How garbage is turned into energy
Saugus, Mass. — One of the first successful waste-to-energy plants built in the United States was a $46 million facility constructed on a former landfill site in a tidal marsh north of Boston.
The facility, owned and operated by Signal RESCO Inc., burns about 1,200 tons of garbage a day. It works like this:
Garbage trucks dump their loads into a giant holding area. Garbage - ranging from egg shells and paper plates to old ovens and car tires - is loaded by crane into the furnace. The garbage slides slowly down a slanted grate into the 2,500 -degree F. furnace. The flames are fed a steady gust of fresh air from giant fans that also serve to circulate the air in the garbage holding area.
The furnace walls are lined with steel pipes filled with water.
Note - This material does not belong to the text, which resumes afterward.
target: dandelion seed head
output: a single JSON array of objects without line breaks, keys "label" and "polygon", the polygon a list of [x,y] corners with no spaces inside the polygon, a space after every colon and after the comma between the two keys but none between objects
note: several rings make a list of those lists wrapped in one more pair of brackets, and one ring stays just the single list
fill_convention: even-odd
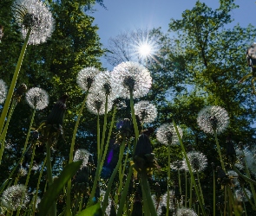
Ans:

As the water is converted to steam, it is used to turn electric generators or is routed as pressurized steam to industrial users.
Smoke from the furnace is partially cooled in the steammaking process and then is channeled through an electrostatic precipitator that chemically ''scrubs'' the smoke particles, reducing industrial emissions to within acceptable environmental standards.
Meanwhile, the ash, metal, or other nonflammable remains of the garbage eventually fall into a cooling tank. They are lifted by conveyor out of the plant. The residue is divided into metal scrap and ash. The ash is dumped by truck in a landfill. Scrap is either stockpiled or sold.